Autor Frank Wichert, 17.06.13

Wer Lust auf eine längere Fahrradtour hat, der hat im Juli/August bei der Reclaim Power Tour die Möglichkeit, das mit seinem Engagement für die Energiewende zu verbinden. Eine Strecke führt von der Lausitz über Berlin bis ins Rheinland; die andere startet in Freiburg und Stuttgart mit demselben Ziel. Unterwegs wird bei verschiedenen Energieprojekten Halt gemacht.

Das Netzwerk „Energiekämpfe in Bewegung“ (EkiB) ruft zur Teilnahme auf: Im Sommer 2013 werden zwei Fahrradkarawanen die verschiedenen Energiekämpfe in Deutschland besuchen, vernetzen und stärken. Aus dem Osten und aus dem Süden kommen die Menschen geradelt. Ihr gemeinsames Ziel: das Klimacamp im Rheinland. Sie alle suchen noch Mitstreiter_innen!

Waldbesetzungen, Zugblockaden, neue Initiativen gegen Fracking und CCS oder die Proteste gegen Kohleimporte beim Hamburger Hafengeburtstag: Die Klimabewegung ist in Fahrt gekommen! Wir
werden aber noch einen Gang zulegen: Mit zwei Fahrradkarawanen wollen wir Orte aktueller Energiekämpfe verbinden. Beide Touren werden beim Klimacamp im Rheinland enden (23.08.-
02.09.2013).

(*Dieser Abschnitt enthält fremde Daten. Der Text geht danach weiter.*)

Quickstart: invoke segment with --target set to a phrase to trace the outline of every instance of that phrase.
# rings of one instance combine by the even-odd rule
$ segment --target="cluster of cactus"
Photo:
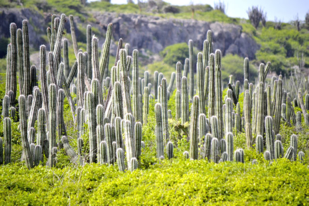
[[[309,95],[306,96],[306,104],[300,91],[297,98],[291,101],[292,97],[283,89],[282,76],[278,79],[272,78],[270,84],[268,84],[266,77],[270,62],[266,65],[260,64],[258,81],[254,90],[253,84],[249,82],[249,59],[245,58],[242,114],[238,102],[240,82],[234,82],[232,76],[226,96],[223,99],[222,54],[218,50],[212,52],[211,31],[207,32],[203,52],[198,53],[197,56],[196,95],[194,96],[193,42],[191,40],[188,42],[189,56],[185,59],[183,72],[182,64],[177,62],[176,72],[172,73],[168,85],[163,74],[155,72],[153,95],[149,73],[146,71],[144,78],[139,77],[138,51],[134,50],[132,55],[129,55],[130,46],[126,44],[123,48],[122,39],[118,43],[115,64],[109,71],[111,24],[107,27],[99,57],[98,39],[92,36],[90,25],[87,27],[87,51],[83,52],[78,49],[74,18],[70,16],[76,58],[70,68],[68,40],[62,41],[66,19],[64,14],[60,18],[52,15],[51,27],[47,29],[50,48],[47,56],[46,47],[40,47],[40,88],[38,86],[36,67],[30,66],[28,23],[24,20],[21,29],[17,29],[14,23],[10,25],[2,114],[5,164],[11,161],[11,125],[12,121],[17,119],[15,114],[17,108],[15,106],[17,72],[20,74],[18,113],[23,149],[22,159],[29,168],[43,164],[45,159],[48,166],[54,166],[57,153],[63,148],[75,164],[117,163],[120,171],[134,171],[140,164],[142,148],[145,147],[142,130],[143,125],[148,123],[149,101],[153,99],[156,102],[154,108],[156,157],[159,160],[165,155],[169,159],[173,158],[175,148],[173,138],[170,138],[168,121],[173,117],[168,109],[168,101],[173,93],[175,79],[175,118],[180,125],[187,122],[190,125],[189,131],[186,134],[190,150],[183,153],[186,158],[207,158],[215,163],[226,161],[243,163],[244,151],[237,149],[234,151],[233,139],[238,133],[244,131],[247,148],[253,147],[254,134],[256,136],[257,152],[263,153],[266,160],[282,157],[296,160],[297,137],[292,135],[290,147],[284,154],[279,134],[280,122],[283,119],[289,126],[292,120],[293,126],[301,129],[301,113],[295,114],[294,110],[297,104],[301,108],[305,122],[309,126],[307,111],[309,109]],[[75,93],[76,98],[73,99],[71,93]],[[67,133],[67,125],[64,118],[65,98],[77,131],[76,139],[69,140]],[[192,103],[191,109],[189,102]],[[36,122],[37,131],[34,129]],[[88,125],[87,128],[85,125]],[[85,136],[87,134],[88,137]],[[0,138],[0,163],[3,162],[2,141]],[[77,142],[77,151],[70,145],[72,141]],[[89,142],[89,149],[84,147],[84,141]],[[304,156],[304,153],[300,152],[299,159],[303,159]]]

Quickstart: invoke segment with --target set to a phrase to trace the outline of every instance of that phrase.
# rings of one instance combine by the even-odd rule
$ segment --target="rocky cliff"
[[[69,15],[69,14],[66,14]],[[237,54],[242,57],[255,57],[259,46],[247,34],[242,32],[240,26],[219,23],[209,23],[195,20],[163,19],[158,17],[138,14],[96,12],[93,14],[96,22],[93,26],[105,35],[107,25],[113,24],[112,35],[115,40],[122,38],[133,48],[148,50],[157,53],[170,45],[187,42],[192,39],[194,46],[202,50],[207,30],[213,33],[213,48],[221,50],[223,54]],[[50,22],[50,14],[41,14],[28,9],[0,9],[0,37],[9,36],[9,23],[15,22],[21,27],[23,19],[29,21],[29,32],[31,46],[38,48],[46,44],[46,28]],[[76,22],[79,22],[78,18]],[[70,32],[69,21],[67,32]],[[84,25],[85,26],[85,25]],[[78,31],[77,31],[78,32]],[[77,33],[78,35],[78,33]],[[103,35],[102,35],[103,36]],[[99,36],[103,42],[102,36]]]

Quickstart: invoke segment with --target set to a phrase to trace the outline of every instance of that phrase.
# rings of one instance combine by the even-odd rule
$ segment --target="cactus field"
[[[73,16],[51,19],[37,66],[31,20],[10,24],[0,205],[309,204],[309,77],[268,62],[251,78],[245,58],[244,80],[223,81],[210,30],[171,77],[141,72],[122,39],[109,67],[112,24],[103,45],[88,25],[83,51]]]

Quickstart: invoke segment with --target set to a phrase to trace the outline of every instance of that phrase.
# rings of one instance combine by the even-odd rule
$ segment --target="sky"
[[[146,0],[143,0],[145,1]],[[137,0],[133,0],[134,2]],[[164,0],[173,5],[208,4],[213,7],[219,0]],[[283,22],[295,20],[298,14],[300,20],[304,20],[306,13],[309,12],[309,0],[221,0],[226,4],[226,13],[231,17],[248,19],[247,11],[253,5],[258,6],[267,12],[267,21],[274,21],[275,17]],[[123,4],[127,0],[111,0],[112,3]]]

Dort schließen sich das Reclaim the Fields Camp (28.08-06.09.2013) und viertägige Aktionstage an (28.08.- 02.09.2013).

Unsere Energiewende sieht anders aus

Für die Energiewende sind auf einmal alle. Egal ob RWE, Vattenfall, Bundesregierung oder FAZ. Auch wir sind für die Energiewende – aber die heißt für uns: ein sofortiger Ausstieg aus Kohle- und Atomkraft. Um die katastrophalen Folgen des Klimawandels noch zu begrenzen, wird uns kein grüner
Kapitalismus retten, sondern nur ein Ende dieses absurden Systems, dass immer weiter wachsen muss. Die ökologische Krise ist das ökonomische Wachstum.

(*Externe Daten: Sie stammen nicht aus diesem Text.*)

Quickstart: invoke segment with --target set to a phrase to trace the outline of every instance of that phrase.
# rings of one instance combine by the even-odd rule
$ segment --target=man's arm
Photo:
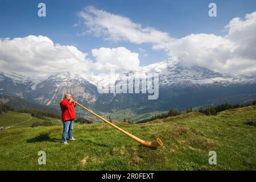
[[[68,108],[71,106],[71,102],[70,101],[67,101],[67,100],[64,100],[60,102],[60,105],[65,108]]]
[[[74,107],[76,107],[76,102],[75,102],[74,100],[72,98],[69,100],[69,102],[71,102],[71,103],[73,103],[73,104],[74,105]]]

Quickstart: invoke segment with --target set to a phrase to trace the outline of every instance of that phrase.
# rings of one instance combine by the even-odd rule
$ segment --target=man
[[[60,102],[60,106],[61,109],[61,119],[63,122],[63,133],[61,140],[64,144],[68,144],[67,142],[68,133],[70,140],[76,140],[72,136],[73,121],[76,118],[76,113],[75,113],[76,103],[71,98],[71,95],[68,93],[65,95],[65,97]]]

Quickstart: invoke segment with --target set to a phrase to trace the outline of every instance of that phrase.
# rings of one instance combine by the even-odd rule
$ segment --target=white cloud
[[[53,44],[46,36],[0,39],[0,68],[30,76],[88,71],[86,53],[75,47]]]
[[[139,54],[123,47],[101,47],[92,49],[92,53],[96,59],[93,68],[97,72],[109,73],[111,69],[115,69],[116,72],[121,73],[139,68]]]
[[[256,12],[246,14],[244,19],[231,20],[225,27],[225,36],[191,34],[180,39],[92,6],[79,15],[86,33],[106,40],[151,43],[153,49],[163,49],[168,56],[185,53],[185,65],[197,64],[222,72],[256,72]]]
[[[134,43],[156,43],[170,39],[168,33],[151,27],[142,27],[128,18],[86,7],[79,13],[84,24],[88,28],[86,32],[97,37],[103,36],[114,41],[127,40]]]
[[[101,48],[92,50],[96,61],[74,46],[54,44],[48,38],[30,35],[24,38],[0,39],[0,68],[29,76],[46,76],[71,71],[84,74],[137,70],[138,54],[125,47]]]

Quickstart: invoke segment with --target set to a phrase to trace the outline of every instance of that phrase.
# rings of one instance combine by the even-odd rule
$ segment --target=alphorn
[[[90,109],[85,107],[85,106],[84,106],[83,105],[81,105],[81,104],[80,104],[79,103],[78,103],[77,102],[76,102],[74,101],[74,102],[77,104],[79,106],[80,106],[81,107],[82,107],[82,109],[85,109],[86,110],[87,110],[88,111],[89,111],[89,113],[92,113],[92,114],[93,114],[94,115],[95,115],[96,117],[98,117],[98,118],[100,118],[100,119],[102,120],[104,122],[105,122],[105,123],[109,124],[109,125],[110,125],[111,126],[114,127],[115,129],[118,130],[119,131],[120,131],[121,132],[124,133],[125,134],[126,134],[126,135],[127,135],[128,136],[129,136],[130,138],[131,138],[131,139],[134,139],[134,140],[139,142],[139,143],[141,143],[141,144],[142,144],[144,146],[146,147],[157,147],[159,146],[163,146],[163,143],[162,142],[161,140],[159,138],[156,138],[156,139],[155,140],[155,142],[147,142],[143,140],[142,140],[141,139],[131,134],[130,133],[127,132],[125,130],[123,130],[123,129],[122,129],[121,128],[119,127],[118,126],[117,126],[117,125],[113,124],[113,123],[108,121],[108,120],[106,120],[106,119],[105,119],[104,118],[102,118],[102,117],[101,117],[100,115],[97,114],[96,113],[94,113],[93,111],[92,111],[92,110],[90,110]]]

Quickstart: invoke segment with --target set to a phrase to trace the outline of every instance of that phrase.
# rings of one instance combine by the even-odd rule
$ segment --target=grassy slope
[[[60,122],[60,119],[59,119],[50,117],[45,118],[49,119],[49,121],[53,122],[55,125],[62,125],[62,123]],[[14,128],[30,127],[34,122],[43,122],[44,121],[35,117],[32,117],[31,119],[25,122],[30,118],[30,114],[8,111],[6,114],[3,113],[0,115],[0,127],[7,127],[14,125],[15,125],[13,126]]]
[[[161,139],[164,146],[144,147],[105,123],[76,125],[77,140],[60,142],[61,126],[0,131],[0,169],[256,170],[256,107],[207,117],[191,113],[139,125],[117,125],[142,139]],[[46,165],[38,152],[46,152]],[[217,152],[217,165],[208,164]]]

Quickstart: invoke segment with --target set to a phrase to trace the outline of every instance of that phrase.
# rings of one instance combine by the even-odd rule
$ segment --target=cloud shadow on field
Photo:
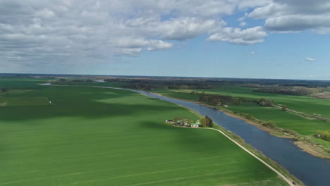
[[[48,89],[43,96],[49,97],[53,104],[2,106],[0,107],[0,122],[27,121],[63,117],[100,118],[129,116],[138,118],[146,112],[153,114],[169,110],[182,109],[167,103],[157,104],[147,101],[149,100],[149,98],[146,99],[135,92],[95,89],[88,89],[84,92],[81,87],[56,87],[55,89],[52,87],[49,89],[55,89],[54,92],[49,94],[50,91]],[[93,92],[93,90],[97,91]],[[82,92],[80,92],[80,91]],[[114,94],[109,94],[109,92]],[[29,92],[26,99],[29,99],[28,96],[32,97],[33,94],[32,92]],[[137,101],[139,98],[143,100]],[[155,101],[159,101],[155,100]]]

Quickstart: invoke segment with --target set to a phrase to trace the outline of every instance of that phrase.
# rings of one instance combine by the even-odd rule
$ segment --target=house
[[[188,125],[188,119],[182,119],[182,120],[178,120],[176,121],[176,125]]]
[[[192,128],[198,128],[199,125],[200,125],[200,120],[197,120],[196,121],[196,123],[191,123],[191,127]]]

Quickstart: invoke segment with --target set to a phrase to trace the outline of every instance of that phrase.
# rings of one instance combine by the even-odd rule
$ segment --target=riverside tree
[[[212,128],[213,127],[213,120],[209,118],[209,116],[205,116],[205,118],[200,118],[200,125],[203,127],[203,128],[206,128],[206,127],[210,127],[210,128]]]

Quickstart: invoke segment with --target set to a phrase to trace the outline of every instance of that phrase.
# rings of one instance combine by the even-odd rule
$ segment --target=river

Widerstand verzahnen – Zähne zeigen

Der Erfolg der Tour hängt auch davon ab, dass sich Leute aus unterschiedlichen Perspektiven und Hintergründen einbringen:

  • Beteiligt euch an der Gesamtorganisation der Tour!
  • Organisiert eine Station oder sogar eine Aktion!
  • Stellt bereits geplante Aktionen und Veranstaltungen in den Kontext der Reclaim Power Tour!
  • Fahrt einfach mit!
  • Mailt an info@reclaimpowertour.org und bringt eure Themen ein – wir melden uns dann!

Alle bisherigen Stationen findet ihr auch auf einer Karte. Die Hauptroute der Fahrradkarawane führt bisher vom Klimacamp in der Lausitz (Braunkohletagebau) u.a. über folgende Stationen: Berlin
(Energietisch, A100, Flüchtlingscamp), Lüchow/ Wendland (Atommüll, Fracking), Osnabrück (Fracking), Düsseldorf (Rheinmetall) Für die Südroute sind bisher u.a. Freiburg (Atomkraft), Frankfurt (Finanzierung, Flughafen), Stuttgart (S21) im Gespräch.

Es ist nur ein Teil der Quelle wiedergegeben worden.